I think that it would be best if we migrate all instances of private class properties to using the ES6 Private Variable syntax (#___) to help mitigate the chances of users having unexpected bugs because they were using a property in their JavaScript (or any-typed TypeScript). Also, this would help stop even more important mass code breakages from libraries using these private variables irresponsibly and causing issues for their unsuspecting users.

Describe alternatives you've considered

n/a

I am willing to work on this.

sno2 avatar Nov 29 '21 02:11 sno2

Just to point out, private fields not "ES6". They are technically not even part of the standard yet. It is expected they will be part of ES2022.

Wholesale change/refactoring would be breaking changes where they exist, because even though they are "private" they are still accessible at runtime and people may have decided to access them. They should be taken carefully on a case by case basis, not something that should be done wholesale across the code base.

kitsonk avatar Nov 29 '21 04:11 kitsonk

Just to point out, private fields not "ES6". They are technically not even part of the standard yet.

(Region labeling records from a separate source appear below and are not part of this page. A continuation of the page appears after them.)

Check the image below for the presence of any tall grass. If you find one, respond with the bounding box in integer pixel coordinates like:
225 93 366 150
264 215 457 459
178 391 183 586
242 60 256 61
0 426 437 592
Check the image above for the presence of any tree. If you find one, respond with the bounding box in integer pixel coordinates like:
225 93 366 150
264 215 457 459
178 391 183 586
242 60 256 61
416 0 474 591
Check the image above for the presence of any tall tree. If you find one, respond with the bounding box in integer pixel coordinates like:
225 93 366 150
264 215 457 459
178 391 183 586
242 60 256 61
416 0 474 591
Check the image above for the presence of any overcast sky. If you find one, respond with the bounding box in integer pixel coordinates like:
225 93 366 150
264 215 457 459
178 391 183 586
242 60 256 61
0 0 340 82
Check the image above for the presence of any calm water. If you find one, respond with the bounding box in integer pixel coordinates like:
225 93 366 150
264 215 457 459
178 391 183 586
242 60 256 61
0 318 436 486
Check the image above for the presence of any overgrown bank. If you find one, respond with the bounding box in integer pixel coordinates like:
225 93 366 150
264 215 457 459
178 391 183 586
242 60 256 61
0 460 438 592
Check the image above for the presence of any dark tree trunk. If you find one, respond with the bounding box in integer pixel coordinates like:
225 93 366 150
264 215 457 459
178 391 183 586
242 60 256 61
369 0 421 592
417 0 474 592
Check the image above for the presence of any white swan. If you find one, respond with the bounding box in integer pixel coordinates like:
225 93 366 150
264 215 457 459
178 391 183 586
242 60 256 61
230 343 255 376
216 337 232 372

It is expected they will be part of ES2022.

Oh, thanks for the correction.

Wholesale change/refactoring would be breaking changes where they exist, because even though they are "private" they are still accessible at runtime and people may have decided to access them. They should be taken carefully on a case by case basis, not something that should be done wholesale across the code base.

Ok, do you know if there are any places where it would be ok to port to private variables to start off with? Or is the possibility of breaking code too large?

I guess also my issue is that we modify the types / names of these "private" variables in updates so what is the difference between removing them as the code could have broken if we changed the property's name or type.

sno2 avatar Nov 30 '21 02:11 sno2

@sno2 feel free to start with code in node/ and io/buffer.ts

bartlomieju avatar Nov 30 '21 02:11 bartlomieju

Wholesale change/refactoring would be breaking changes where they exist, because even though they are "private" they are still accessible at runtime and people may have decided to access them.

It seemed to me like this is exactly the misusage case that this issue intended to surface through breakage by preventing access.

@sno2 Is that correct? If not, why perform the refactor?

jsejcksn avatar May 05 '22 12:05 jsejcksn

I feel like this issue should be resolved as the private identifier no longer exists in std as far as I can tell.